The real crushing of dissent

From National Review Online, an Iranian student protester speaks of the brutal way the protests in Iran are being handled:

It has become almost routine for us to go out at night, chant slogans, get beaten, lose some of our friends, see our sisters beaten, and then return home.

Each night we set to the streets only to be swept away the next dawn by agents of the regime. Two nights ago, on Amirabad Street, we wrote "Down with Khomeini" on the ground. Before long, the mullah's vigilantes attacked us on their motorcycles. They struck a female student before my eyes so harshly that she was no longer able to walk. As she fell to the ground, four members of Ansaar-e-Hezbollah surrounded her, kicking her. When I and two other students threw stones at them so that they would leave her alone, they threatened us. We escaped into a lane and hid in a house whose owner, an old lady, had left the door open for us. A few minutes later, we saw the young lady being carried away by riot police, her feet dragging on the ground, her shattered teeth hanging out of her still-bleeding mouth.

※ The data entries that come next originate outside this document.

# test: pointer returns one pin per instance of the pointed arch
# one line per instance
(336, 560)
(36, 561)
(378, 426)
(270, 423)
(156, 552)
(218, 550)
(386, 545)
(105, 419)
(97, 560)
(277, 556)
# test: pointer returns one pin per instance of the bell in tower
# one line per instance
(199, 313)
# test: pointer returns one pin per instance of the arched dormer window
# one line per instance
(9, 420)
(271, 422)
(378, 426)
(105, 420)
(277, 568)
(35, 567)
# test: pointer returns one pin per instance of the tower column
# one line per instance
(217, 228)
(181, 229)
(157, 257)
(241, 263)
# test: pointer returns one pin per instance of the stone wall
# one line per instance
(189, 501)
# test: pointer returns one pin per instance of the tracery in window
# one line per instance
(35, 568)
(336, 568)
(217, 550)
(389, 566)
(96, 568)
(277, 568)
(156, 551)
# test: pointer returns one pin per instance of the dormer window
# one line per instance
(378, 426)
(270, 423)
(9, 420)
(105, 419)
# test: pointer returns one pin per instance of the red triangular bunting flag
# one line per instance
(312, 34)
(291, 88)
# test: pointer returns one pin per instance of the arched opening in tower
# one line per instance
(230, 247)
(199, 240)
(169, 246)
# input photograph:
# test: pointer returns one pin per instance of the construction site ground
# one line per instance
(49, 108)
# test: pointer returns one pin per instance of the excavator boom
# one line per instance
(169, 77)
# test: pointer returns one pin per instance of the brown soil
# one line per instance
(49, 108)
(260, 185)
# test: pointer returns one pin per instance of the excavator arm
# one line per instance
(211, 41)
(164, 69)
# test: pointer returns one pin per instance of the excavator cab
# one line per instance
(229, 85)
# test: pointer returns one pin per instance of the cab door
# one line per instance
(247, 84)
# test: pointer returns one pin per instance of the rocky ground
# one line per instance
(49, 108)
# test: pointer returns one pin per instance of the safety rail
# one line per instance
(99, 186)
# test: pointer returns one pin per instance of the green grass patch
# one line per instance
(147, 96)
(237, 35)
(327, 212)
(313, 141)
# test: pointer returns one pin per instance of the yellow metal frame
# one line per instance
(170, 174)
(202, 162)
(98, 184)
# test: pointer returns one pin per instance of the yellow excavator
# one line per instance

At least three of my best friends have been detained; nobody knows anything about their fate.

Yesterday I heard that the prosecutor of Tehran has announced that most of the detainees are hooligans with criminal records. What sort of criminal record does he mean? Perhaps the crime of walking with a person of the opposite sex? Of wearing Western clothes or playing a cassette in the car?

This is true protest and dissent. This, I thought, must be covered on Indymedia. So I check the main site. Nothing. New York? Nope. DC? Nada. Seattle? Nuh-uh.

Okay, then, San Francisco. There must be at least one article about Iran in the birthplace of modern American protest. No, there isn't. But there are articles against the war in Iraq, and a benefit concert by former rock star Patti Smith (who was so drunk and/or stoned at her concert at my college that she literally could not remember how to spell "Gloria" during her attempt to sing that song), with a follow-up article titled "Why Patti Smith Mattered." And of course, there are the usual anti-Semitic spews about Israel. But not a word on the Iranian students protesting against the tyrannical rule of the Mullahs, and being beaten and killed for it.

Here are the top headlines on SF Indymedia page:

Rally & March Against War in Iraq, Philippines & the INS
Anti-war Movement Audio Retrospective - The Struggle Against Empire
Thousands at punk rock heroine Patti Smith anti-war benefit
Beat Generation Bookstore's 50th Anniversary Draws Huge Crowd

Yeah, those are important issues. A bookstore's 50th anniversary. Patti Smith. Far more important issues than reporting on the true fomenters of dissent against tyrannical autocrats and theocrats. (Hey, I thought Indymedia was a news source? That's what all the people who got their panties in a bunch over Google dropping them as such were saying. For a news source, they seem to be ignoring a hell of a story.)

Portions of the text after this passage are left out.